Dağın yamacındaki küçük göl donmuş, gökyüzü buz rengine bürünmüş, havada soğuğun canlı tutan ferah kokusu var. Sanki başımı bir an kaldırsam dağın karlı zirvesi bakışıma tutunacak, beni hızla kendine çekecek. Benimse daha çok yolum var, yamaçlarından tırmanan gri inatçı iradem tükenmeyecek, nefesinle uyum sağlamış dinginliğim senin doruğunda soluklanacak.

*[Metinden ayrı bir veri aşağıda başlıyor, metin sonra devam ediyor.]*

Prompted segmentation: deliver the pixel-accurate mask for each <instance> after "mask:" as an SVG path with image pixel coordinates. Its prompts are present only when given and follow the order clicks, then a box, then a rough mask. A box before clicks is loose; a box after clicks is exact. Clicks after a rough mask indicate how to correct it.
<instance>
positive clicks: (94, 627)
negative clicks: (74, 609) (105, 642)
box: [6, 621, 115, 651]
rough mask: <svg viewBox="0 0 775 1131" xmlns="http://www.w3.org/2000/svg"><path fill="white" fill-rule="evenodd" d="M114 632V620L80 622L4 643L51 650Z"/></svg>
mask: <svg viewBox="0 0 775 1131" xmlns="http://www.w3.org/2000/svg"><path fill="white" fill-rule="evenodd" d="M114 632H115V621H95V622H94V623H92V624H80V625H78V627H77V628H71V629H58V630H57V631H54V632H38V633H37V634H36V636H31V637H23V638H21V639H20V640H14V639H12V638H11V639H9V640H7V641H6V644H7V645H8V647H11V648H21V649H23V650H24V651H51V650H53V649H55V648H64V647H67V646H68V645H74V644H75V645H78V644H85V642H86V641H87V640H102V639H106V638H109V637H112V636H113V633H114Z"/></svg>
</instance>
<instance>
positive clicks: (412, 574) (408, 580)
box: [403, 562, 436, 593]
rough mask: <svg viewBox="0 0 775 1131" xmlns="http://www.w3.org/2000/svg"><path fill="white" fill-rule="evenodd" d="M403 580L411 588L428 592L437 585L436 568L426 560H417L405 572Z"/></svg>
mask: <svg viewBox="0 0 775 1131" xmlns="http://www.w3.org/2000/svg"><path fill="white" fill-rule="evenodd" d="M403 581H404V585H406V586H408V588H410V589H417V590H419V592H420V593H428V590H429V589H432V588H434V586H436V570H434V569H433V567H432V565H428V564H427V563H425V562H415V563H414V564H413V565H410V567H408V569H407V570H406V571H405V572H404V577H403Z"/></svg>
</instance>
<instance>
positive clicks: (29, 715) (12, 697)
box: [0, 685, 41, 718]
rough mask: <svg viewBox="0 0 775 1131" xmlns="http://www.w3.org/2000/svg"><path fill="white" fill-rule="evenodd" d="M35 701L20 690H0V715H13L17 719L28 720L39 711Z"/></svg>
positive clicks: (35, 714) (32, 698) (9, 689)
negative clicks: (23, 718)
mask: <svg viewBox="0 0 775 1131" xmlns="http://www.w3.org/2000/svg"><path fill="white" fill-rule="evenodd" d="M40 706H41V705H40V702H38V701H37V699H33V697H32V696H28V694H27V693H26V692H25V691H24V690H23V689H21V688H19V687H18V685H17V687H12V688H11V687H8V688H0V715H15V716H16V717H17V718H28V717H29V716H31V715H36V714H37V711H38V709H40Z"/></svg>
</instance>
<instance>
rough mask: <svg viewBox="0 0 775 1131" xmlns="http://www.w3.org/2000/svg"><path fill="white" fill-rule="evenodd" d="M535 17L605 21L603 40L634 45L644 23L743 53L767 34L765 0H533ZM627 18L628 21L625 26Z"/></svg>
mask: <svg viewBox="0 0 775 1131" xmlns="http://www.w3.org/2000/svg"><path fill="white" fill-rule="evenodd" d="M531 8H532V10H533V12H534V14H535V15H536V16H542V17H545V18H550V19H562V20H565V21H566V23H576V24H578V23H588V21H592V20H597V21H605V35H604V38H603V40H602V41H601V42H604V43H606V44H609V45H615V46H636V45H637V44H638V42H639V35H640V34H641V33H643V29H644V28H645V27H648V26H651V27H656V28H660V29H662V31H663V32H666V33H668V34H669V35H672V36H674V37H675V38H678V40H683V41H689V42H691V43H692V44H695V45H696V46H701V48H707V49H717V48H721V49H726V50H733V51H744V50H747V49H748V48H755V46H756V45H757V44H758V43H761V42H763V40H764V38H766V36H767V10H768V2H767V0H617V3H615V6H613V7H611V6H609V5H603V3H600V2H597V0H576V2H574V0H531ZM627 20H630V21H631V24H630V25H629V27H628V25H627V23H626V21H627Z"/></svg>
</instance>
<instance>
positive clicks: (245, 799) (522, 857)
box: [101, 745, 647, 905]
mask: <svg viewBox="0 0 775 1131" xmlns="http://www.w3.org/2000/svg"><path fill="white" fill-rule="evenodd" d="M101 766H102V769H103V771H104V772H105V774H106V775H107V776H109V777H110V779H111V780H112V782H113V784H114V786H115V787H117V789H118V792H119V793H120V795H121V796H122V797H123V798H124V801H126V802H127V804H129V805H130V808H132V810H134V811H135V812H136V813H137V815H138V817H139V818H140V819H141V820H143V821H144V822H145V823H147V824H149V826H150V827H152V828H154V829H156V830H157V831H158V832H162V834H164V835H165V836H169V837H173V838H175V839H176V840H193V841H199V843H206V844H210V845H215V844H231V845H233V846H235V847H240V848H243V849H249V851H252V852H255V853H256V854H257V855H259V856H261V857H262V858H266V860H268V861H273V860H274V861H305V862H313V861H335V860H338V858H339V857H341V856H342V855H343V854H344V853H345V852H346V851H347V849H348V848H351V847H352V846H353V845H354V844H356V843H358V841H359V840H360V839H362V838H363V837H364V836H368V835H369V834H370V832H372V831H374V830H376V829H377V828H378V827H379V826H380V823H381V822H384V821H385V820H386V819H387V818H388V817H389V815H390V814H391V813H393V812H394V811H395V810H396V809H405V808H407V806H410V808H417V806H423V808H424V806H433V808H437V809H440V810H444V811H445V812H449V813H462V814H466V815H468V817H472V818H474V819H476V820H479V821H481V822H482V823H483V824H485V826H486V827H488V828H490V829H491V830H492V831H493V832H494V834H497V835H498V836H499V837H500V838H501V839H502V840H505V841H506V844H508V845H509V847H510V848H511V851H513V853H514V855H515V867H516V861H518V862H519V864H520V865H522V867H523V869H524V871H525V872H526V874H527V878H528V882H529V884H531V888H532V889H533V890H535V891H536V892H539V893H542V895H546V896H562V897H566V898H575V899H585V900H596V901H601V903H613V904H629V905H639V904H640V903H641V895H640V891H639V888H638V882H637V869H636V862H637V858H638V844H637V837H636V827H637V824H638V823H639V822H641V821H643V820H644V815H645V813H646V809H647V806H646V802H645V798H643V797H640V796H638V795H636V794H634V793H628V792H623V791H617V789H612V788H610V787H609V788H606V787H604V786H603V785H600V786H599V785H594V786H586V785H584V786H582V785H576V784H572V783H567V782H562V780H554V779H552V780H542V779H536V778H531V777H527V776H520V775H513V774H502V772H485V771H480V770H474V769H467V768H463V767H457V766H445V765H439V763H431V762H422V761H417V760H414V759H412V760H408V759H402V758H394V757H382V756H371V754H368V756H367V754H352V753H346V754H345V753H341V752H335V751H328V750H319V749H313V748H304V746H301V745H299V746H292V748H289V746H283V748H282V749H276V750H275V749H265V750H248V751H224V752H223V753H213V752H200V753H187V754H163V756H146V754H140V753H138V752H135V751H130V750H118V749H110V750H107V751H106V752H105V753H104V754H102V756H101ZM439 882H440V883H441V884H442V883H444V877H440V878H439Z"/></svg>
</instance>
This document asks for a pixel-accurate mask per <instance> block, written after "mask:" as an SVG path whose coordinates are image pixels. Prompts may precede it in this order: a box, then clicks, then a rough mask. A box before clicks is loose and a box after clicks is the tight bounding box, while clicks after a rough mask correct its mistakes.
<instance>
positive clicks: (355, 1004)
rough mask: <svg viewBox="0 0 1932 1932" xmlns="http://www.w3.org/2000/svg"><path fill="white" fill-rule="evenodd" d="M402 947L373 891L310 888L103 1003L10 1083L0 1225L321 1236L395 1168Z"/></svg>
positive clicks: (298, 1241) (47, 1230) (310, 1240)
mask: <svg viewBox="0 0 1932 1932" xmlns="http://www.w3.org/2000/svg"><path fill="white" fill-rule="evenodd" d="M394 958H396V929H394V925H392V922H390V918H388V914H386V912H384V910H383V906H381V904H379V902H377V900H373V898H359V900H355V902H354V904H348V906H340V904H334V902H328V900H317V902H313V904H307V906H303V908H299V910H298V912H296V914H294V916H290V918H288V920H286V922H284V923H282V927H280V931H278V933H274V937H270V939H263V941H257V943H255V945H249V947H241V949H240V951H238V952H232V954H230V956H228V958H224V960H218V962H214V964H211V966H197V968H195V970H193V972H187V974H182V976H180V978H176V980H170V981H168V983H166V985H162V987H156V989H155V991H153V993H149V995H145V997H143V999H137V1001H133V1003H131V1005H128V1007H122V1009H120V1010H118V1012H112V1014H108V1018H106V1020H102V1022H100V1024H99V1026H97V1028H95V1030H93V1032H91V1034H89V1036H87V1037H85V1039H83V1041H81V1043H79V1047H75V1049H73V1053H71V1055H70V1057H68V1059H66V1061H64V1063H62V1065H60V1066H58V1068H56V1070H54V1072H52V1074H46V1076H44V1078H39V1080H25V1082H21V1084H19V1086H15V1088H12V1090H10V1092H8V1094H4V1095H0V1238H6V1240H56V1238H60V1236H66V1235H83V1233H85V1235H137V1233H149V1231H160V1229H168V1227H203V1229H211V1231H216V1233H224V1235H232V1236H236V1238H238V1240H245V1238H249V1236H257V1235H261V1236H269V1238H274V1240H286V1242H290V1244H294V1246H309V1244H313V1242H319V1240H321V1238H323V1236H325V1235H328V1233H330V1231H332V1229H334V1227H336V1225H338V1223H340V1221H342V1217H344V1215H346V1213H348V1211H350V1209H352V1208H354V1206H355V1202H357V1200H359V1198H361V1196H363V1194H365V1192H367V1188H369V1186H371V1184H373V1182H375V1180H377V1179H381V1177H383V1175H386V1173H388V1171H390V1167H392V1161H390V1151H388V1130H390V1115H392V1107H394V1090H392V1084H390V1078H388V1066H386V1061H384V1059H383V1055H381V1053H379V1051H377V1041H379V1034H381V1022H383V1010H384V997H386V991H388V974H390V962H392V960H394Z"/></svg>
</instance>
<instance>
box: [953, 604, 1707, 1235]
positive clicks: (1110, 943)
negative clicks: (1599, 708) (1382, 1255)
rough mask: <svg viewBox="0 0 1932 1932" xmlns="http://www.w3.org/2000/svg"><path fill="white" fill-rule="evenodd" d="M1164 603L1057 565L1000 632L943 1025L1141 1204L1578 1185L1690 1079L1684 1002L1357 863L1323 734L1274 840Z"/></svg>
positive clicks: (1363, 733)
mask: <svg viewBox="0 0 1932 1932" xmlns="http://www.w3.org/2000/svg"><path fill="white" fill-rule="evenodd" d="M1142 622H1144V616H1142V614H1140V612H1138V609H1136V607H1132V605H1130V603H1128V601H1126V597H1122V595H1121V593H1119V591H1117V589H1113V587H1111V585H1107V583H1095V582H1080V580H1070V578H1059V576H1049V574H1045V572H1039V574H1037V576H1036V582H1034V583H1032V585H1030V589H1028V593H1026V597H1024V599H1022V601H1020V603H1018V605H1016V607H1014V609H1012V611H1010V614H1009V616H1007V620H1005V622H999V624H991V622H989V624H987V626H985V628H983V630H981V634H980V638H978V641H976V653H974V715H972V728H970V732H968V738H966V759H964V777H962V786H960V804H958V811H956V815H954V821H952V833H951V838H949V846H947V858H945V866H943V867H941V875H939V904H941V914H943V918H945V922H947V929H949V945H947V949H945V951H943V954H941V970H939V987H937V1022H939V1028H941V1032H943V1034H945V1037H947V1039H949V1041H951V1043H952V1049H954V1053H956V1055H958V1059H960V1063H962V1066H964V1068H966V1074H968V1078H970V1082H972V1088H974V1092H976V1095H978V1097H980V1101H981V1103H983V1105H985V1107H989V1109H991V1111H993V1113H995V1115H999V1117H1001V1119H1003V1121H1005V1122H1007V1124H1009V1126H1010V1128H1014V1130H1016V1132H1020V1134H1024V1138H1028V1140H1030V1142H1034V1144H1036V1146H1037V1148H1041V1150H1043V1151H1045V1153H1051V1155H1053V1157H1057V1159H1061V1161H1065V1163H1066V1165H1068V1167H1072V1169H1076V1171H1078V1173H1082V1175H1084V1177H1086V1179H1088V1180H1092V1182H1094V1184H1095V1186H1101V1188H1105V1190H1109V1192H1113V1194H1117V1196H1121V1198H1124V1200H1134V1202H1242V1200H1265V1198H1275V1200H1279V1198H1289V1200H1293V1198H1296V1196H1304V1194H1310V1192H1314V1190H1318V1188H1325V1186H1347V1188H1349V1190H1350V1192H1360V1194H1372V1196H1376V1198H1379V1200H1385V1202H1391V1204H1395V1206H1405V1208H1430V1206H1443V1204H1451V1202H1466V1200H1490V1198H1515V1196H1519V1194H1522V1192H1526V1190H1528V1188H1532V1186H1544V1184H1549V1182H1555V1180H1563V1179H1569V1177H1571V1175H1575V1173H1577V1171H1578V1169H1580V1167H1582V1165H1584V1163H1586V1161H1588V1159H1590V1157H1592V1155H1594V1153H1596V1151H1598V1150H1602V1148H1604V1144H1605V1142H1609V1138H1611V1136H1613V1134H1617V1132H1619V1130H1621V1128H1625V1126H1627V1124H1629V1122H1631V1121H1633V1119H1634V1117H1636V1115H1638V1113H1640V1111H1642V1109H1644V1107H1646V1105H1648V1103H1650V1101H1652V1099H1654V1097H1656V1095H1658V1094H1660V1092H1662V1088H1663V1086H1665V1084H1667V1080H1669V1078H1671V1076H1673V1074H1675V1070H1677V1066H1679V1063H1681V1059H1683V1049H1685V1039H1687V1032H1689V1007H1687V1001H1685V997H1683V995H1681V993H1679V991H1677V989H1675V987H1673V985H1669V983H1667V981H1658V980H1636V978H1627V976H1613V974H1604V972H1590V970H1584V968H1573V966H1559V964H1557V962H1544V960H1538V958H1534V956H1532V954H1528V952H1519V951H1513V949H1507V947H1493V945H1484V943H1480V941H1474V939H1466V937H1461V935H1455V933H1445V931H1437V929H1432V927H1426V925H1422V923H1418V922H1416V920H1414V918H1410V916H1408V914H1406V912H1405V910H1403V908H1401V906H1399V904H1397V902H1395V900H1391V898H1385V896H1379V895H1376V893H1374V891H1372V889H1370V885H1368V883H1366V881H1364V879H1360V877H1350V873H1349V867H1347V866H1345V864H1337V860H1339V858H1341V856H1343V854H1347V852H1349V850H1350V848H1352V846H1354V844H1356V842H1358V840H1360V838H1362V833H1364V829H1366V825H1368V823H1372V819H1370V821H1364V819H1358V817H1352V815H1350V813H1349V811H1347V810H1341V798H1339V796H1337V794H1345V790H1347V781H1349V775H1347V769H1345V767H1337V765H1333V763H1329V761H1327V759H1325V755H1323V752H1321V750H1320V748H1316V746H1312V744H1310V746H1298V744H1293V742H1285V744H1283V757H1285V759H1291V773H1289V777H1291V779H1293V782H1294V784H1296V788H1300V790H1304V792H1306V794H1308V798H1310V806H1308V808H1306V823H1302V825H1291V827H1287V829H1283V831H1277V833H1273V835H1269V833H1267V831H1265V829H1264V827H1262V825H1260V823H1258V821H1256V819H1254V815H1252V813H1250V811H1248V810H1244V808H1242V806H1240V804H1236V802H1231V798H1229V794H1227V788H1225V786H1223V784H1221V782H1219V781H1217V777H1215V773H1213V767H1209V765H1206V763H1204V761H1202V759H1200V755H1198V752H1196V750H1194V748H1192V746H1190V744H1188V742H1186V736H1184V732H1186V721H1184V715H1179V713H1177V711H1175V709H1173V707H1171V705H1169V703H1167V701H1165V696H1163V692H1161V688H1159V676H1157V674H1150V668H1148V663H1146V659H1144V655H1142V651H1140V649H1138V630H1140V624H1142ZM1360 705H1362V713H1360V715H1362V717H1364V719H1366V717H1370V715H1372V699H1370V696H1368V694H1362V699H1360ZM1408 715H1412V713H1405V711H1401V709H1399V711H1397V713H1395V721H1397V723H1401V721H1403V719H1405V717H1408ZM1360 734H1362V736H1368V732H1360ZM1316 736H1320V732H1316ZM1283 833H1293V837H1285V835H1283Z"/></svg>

Her nefes alış verişim seninle çözülmez bir düğüm, bir bağ kuracak. Görünmez göbekbağımla ben senin hep yanına çağırdığın ve özlediğin çocuğun olacağım. Yanına geldiğimde beni en yüksek makamında ağırlayacaksın. O yüksek zirvede yalnız sen ve ben olacağız. Sonra varlığın birden buharlaşacak, sadece ben kalacağım. Ellerimi açarak dünyayı kucaklayıp, yaşayan tek canlı ben olacağım.
Varlığım hiç bu kadar gerçek olmamıştı, ayaklarımın ucuyla dünyaya ellerimle gökyüzüne tutunmak; deli rüzgarın tam ortasında derinlikten öte bir dağ sarhoşluğuna yakalanarak gerçek benle tanışmak.
Dağ çiçeklerini bana sundu, özgürlüğünü sundu, ben ona kalbimi verdim.